Le secret de la richesse comme l'a expliqué bien des experts, spécialistes et auteurs du succès notamment le fameux Robert Kiosaki dans son jeu CASH FLOW, il vous faut connaître la différence entre un actif et un passif, et acheter des actifs et construire ses colonnes fructueuses d'actifs. Si vous voulez devenir riche, voilà tout ce qu'il vous faut savoir :
« La Différence entre un actif et un passif, et investir et fructifier les éléments de ses actifs et non des passifs ». C'est la règle fondamentale de la richesse. C'est la seule règle datant jusqu'á aujourd'hui. Il n'y a pas á sortir de là. Cela peut vous sembler ridiculement et absurdement simple, mais la plupart des gens n'ont pas idée à quel point cette réglette est judicieuse et avisée. Beaucoup se débattent dans le domaine financier mais ils ne connaissent pas la différence entre un actif et un passif, et ceci même les comptables agréés n'en sont pas exempts, c'est la raison pour laquelle, ils se trouvent eux-mêmes dans des labyrinthes financiers.
« Les gens riches acquièrent des actifs. Les pauvres et la classe moyenne acquièrent des éléments de passif mais ils croient que ce sont des actifs. » Drôle d'histoire ! C'est impressionnant pas vrai ? L'ignorance coute toute une vie'

-Mais la grande question á se poser c'est quoi un actif ?
Le monde, la société, l'école, la famille attire notre attention sur le fait de savoir lire et écrire et non pas sur l'a b c d (la compétence) du domaine financier. Ce ne sont pas les mots qui définissent ce qu'est un actif ou un passif. En fait, si vous voulez vraiment être embrouillés, désorientés, cherchez les mots « actif » et « passif » dans le glossaire ou un lexique. Je sais que l'explication peut avérer tout à fait approuvable et convenable à un expert-comptable, mais pour le commun des mortels, comme vous et moi, cela n'a aucun sens. Mais nous, en tant que majeurs ou adultes, sommes souvent trop fiers et têtus pour accepter que quelque chose n'a pas de sens ni logique proprement parlé. Voilà toute la différence !
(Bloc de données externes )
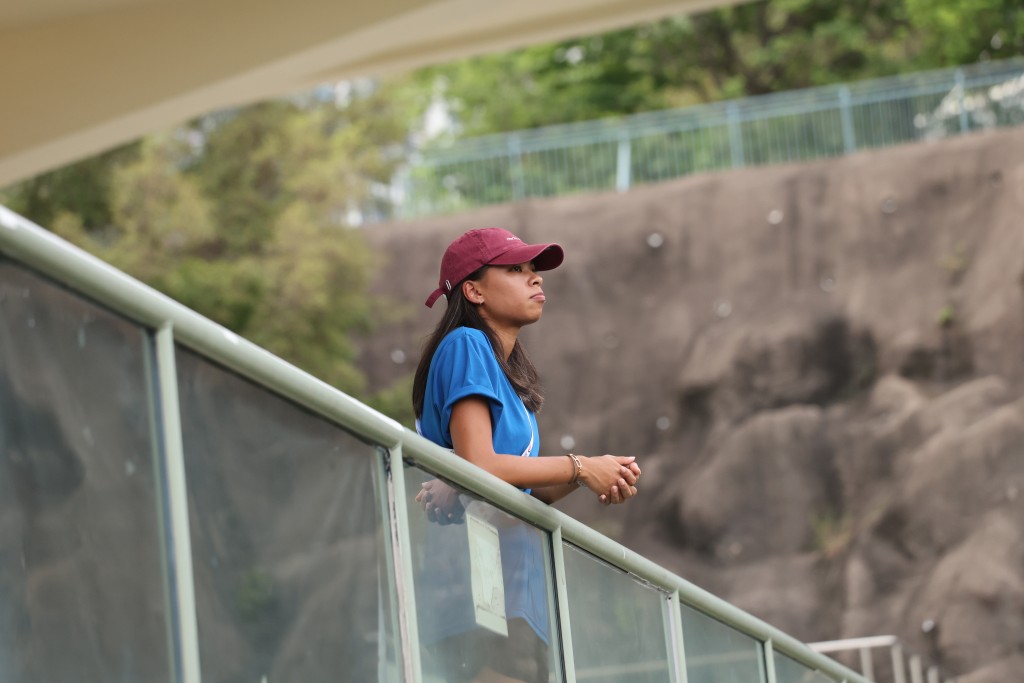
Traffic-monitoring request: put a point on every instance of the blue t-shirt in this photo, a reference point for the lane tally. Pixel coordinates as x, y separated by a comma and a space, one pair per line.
464, 365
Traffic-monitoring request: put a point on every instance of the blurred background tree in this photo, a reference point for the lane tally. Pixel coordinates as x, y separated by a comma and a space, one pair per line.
745, 49
246, 215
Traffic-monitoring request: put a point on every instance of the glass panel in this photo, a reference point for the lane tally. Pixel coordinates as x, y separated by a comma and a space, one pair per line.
482, 585
619, 624
287, 535
788, 670
82, 584
718, 653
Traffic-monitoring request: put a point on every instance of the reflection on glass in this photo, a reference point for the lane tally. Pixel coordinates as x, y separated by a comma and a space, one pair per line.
619, 624
287, 535
718, 653
482, 588
81, 577
788, 670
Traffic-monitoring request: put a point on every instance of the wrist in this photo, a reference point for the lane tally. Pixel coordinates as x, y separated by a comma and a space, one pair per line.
578, 470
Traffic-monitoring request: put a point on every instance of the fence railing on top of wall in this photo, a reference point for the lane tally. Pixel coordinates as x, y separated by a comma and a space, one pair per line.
802, 125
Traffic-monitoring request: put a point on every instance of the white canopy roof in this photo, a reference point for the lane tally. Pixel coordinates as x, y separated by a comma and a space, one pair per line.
81, 76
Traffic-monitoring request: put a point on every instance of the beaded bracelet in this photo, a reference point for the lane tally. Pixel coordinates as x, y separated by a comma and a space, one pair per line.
579, 470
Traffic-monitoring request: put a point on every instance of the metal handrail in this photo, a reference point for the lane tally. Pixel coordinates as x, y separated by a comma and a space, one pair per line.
900, 665
57, 259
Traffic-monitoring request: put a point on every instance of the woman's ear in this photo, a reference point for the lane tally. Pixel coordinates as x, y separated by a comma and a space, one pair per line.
472, 292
Le simple fait de ne pas connaître la différence entre un actif et un passif est la cause principale et primordiale des difficultés et des problèmes financiers. La raison de cet embrouillement, de cette confusion provient de la définition des deux mots (Actif, Passif). Si vous voulez une leçon en matière de confusion, d'embrouillement, consultez simplement d'un coup d'??il aux mots « actif » et « passif » dans le glossaire comme je vous ai demandé plus haut et vous verrez la pagaille qui s'y installe.
En effet, il se peut que cela semble commode et cohérent aux yeux de comptables chevronnés, mais pour la personne moyenne ou le simple commun des mortels ; la définition de ces mots aurait pu tout aussi bien être rédigée en chinois ou en jargon exagérément parlant. Les mots de la définition sont bien intelligibles mais il est difficile de comprendre vraiment le sens de ce qui est écrit.
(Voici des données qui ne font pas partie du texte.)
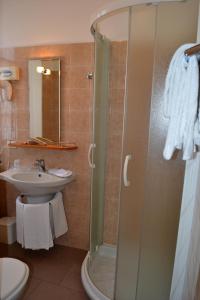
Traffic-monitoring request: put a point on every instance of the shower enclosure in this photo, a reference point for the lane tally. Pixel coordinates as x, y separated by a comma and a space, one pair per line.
135, 194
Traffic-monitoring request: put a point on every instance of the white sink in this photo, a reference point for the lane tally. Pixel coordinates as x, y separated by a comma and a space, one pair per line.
37, 186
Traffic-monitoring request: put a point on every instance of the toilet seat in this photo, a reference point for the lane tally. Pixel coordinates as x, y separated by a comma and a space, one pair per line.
13, 276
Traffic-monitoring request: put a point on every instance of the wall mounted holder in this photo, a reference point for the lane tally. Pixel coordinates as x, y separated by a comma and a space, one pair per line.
6, 74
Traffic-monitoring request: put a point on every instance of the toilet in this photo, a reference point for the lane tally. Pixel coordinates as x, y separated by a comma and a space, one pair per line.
13, 278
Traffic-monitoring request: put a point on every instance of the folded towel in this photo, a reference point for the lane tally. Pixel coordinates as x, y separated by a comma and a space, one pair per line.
20, 221
59, 218
181, 103
36, 225
60, 172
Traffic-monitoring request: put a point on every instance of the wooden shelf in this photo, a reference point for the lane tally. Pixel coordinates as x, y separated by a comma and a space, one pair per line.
65, 147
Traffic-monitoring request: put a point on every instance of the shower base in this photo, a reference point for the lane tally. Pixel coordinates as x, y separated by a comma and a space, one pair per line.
98, 276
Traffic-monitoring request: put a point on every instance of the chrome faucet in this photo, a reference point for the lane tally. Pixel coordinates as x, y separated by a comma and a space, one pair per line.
40, 164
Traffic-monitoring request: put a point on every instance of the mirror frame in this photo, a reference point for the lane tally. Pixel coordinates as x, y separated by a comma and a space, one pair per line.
59, 90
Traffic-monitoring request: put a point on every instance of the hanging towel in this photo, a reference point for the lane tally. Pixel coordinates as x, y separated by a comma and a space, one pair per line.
181, 104
20, 221
58, 213
33, 225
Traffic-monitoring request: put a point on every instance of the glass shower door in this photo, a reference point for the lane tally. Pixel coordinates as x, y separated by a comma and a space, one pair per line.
150, 205
100, 111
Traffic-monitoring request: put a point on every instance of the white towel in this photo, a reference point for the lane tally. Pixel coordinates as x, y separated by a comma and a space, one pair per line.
20, 221
36, 226
59, 218
60, 172
181, 104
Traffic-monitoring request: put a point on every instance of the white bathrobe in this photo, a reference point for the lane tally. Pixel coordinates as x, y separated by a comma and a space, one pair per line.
181, 104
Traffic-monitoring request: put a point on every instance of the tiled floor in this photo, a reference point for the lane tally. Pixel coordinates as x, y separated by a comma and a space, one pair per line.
54, 274
102, 274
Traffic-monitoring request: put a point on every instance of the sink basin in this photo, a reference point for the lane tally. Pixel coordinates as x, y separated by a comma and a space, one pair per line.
37, 186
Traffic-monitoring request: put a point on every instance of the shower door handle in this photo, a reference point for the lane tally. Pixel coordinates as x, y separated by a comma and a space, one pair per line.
92, 146
125, 171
Néanmoins, un actif se définit comme étant quelque chose mettant de l'argent dans votre poche et non ce qui en retire. Par exemple une voiture neuve n'est pas un actif après achats parce que le prix de celle-ci (la voiture) diminue des qu'on laisse la maison d'achats et on ne pourra pas la revendre pour le même montant initial, sauf que si vous êtes un concessionnaire qui vend des voitures neuves. Donc une voiture personnelle est un passif parce qu'elle retire de l'argent dans votre poche. Ce qui est actif, c'est ce que l'on peut revendre á n'importe quel moment et son prix peut augmenter et apporter de l'argent (bénéfice) dans votre poche comme c'est le cas des investissements, des actions en bourses, un appartement en louage et non un appartement habité par son propriétaire etc. sont des actifs qui vous apportent des surplus d'argent.

En d'autres termes :
« Un actif est l'ensemble des biens et créances qui mettent de l'argent dans votre poche ».

« Un passif est l'ensemble des biens et créances qui enlèvent de l'argent de votre poche ».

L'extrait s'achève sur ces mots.